[systemd-devel] RFC: one more time: SCSI device identification

Tue Apr 27 20:41:45 UTC 2021

On Tue, 2021-04-27 at 20:33 +0000, Martin Wilck wrote:
> On Tue, 2021-04-27 at 16:14 -0400, Ewan D. Milne wrote:
> > 
> > There's no way to do that, in principle.  Because there could be
> > other I/Os in flight.  You might (somehow) avoid retrying an I/O
> > that got a UA until you figured out if something changed, but other
> > I/Os can already have been sent to the target, or issued before you
> > get to look at the status.
> 
> Right. But in practice, a WWID change will hardly happen under full
> IO
> load. The storage side will probably have to block IO while this
> happens, at least for a short time period. So blocking and quiescing
> the queue upon an UA might still work, most of the time. Even if we
> were too late already, the sooner we stop the queue, the better.
> 
> The current algorithm in multipath-tools needs to detect a path going
> down and being reinstated. The time interval during which a WWID
> change
> will go unnoticed is one or more path checker intervals, typically on
> the order of 5-30 seconds.

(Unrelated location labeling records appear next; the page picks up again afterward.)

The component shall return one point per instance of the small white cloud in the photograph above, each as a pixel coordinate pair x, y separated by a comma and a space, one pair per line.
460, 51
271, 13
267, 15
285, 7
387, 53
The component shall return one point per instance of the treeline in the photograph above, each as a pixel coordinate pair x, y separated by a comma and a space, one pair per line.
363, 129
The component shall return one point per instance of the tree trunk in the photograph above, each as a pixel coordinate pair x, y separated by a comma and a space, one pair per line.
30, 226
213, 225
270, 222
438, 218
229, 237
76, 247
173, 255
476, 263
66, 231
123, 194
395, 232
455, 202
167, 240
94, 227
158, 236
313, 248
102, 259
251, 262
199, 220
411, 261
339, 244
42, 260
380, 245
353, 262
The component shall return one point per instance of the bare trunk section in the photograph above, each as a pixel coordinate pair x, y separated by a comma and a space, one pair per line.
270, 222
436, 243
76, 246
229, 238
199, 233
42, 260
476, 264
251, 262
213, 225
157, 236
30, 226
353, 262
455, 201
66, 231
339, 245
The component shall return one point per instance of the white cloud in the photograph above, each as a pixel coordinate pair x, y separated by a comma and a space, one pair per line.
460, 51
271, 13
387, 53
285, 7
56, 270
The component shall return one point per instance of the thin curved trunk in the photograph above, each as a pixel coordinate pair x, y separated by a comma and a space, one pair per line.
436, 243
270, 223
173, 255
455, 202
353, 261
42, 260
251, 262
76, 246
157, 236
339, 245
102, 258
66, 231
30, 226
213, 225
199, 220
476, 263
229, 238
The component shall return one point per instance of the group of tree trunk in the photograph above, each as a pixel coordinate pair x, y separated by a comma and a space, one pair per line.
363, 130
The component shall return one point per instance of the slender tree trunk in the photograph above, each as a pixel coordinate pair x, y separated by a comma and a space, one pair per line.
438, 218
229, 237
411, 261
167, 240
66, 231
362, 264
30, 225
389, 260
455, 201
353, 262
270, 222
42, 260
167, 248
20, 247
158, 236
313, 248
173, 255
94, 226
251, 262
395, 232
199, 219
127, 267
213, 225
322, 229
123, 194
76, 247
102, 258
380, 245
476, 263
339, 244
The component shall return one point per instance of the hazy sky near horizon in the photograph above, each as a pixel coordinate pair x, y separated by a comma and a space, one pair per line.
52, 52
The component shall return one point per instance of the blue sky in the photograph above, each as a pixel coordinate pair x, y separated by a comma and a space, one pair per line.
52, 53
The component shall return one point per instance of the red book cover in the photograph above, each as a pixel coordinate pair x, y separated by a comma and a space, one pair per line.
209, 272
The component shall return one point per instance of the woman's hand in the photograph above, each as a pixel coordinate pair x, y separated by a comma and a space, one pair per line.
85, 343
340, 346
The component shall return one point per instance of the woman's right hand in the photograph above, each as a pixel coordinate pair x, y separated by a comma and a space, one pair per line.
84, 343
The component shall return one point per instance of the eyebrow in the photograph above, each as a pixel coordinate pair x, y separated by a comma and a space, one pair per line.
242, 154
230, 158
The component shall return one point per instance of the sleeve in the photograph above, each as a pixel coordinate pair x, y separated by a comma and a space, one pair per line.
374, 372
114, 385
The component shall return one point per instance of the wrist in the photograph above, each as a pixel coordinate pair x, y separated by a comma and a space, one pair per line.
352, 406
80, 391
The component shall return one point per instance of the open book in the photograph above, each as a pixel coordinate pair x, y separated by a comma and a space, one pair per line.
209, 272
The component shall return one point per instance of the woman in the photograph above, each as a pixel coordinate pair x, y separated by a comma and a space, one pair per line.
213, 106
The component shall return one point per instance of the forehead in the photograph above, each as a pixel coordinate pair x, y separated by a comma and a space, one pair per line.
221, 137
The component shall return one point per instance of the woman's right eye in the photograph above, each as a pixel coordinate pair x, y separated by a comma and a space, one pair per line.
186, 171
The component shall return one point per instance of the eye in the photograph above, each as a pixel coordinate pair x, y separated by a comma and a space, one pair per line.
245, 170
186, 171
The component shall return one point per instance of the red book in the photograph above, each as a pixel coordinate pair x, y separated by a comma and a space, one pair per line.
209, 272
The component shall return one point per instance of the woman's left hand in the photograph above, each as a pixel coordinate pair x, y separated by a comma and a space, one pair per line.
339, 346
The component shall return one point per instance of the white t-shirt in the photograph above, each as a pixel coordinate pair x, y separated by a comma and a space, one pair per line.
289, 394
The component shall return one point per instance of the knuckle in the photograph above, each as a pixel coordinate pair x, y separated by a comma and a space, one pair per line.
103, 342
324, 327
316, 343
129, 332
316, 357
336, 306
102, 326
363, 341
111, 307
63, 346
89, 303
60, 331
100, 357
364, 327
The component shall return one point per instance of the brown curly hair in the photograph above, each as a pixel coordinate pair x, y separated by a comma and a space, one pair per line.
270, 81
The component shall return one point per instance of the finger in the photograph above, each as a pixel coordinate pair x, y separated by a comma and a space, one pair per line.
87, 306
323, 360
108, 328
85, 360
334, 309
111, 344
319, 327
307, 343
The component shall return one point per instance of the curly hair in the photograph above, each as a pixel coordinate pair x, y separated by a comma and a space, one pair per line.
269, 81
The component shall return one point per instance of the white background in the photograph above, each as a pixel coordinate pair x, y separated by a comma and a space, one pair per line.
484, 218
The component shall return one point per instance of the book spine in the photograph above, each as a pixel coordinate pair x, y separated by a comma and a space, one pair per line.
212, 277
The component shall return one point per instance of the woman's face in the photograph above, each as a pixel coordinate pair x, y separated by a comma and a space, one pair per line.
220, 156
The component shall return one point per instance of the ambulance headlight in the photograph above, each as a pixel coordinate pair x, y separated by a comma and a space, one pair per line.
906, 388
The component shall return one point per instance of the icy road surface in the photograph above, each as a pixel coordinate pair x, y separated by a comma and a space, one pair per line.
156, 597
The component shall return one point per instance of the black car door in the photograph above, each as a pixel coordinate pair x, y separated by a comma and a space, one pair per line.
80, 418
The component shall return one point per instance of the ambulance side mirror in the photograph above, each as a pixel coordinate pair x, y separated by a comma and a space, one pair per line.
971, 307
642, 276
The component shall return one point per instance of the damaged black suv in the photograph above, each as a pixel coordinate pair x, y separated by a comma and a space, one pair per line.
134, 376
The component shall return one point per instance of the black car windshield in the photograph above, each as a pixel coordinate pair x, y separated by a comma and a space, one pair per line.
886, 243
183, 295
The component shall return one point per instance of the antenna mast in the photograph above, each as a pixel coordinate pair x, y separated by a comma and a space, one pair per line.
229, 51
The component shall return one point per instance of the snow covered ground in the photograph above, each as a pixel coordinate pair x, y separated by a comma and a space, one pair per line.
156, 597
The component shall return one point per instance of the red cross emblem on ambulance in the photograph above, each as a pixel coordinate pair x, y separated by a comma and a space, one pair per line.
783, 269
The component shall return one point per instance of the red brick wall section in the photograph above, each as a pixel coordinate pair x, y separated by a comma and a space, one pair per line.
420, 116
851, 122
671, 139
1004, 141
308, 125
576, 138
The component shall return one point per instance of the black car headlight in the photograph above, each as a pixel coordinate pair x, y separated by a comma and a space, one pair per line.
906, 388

If we could decrease this interval to a
> sub-
> second or even millisecond range by blocking the queue in the kernel
> quickly, we'd have made a big step forward.

Yes, and in many situations this may help.  But in the general case
we can't protect against a storage array misconfiguration,
where something like this can happen.  So I worry about people
believing the host software will protect them against a mistake,
when we can't really do that.

All it takes is one I/O (a discard) to make a thorough mess of the LUN.

-Ewan

> 
> Regards
> Martin
>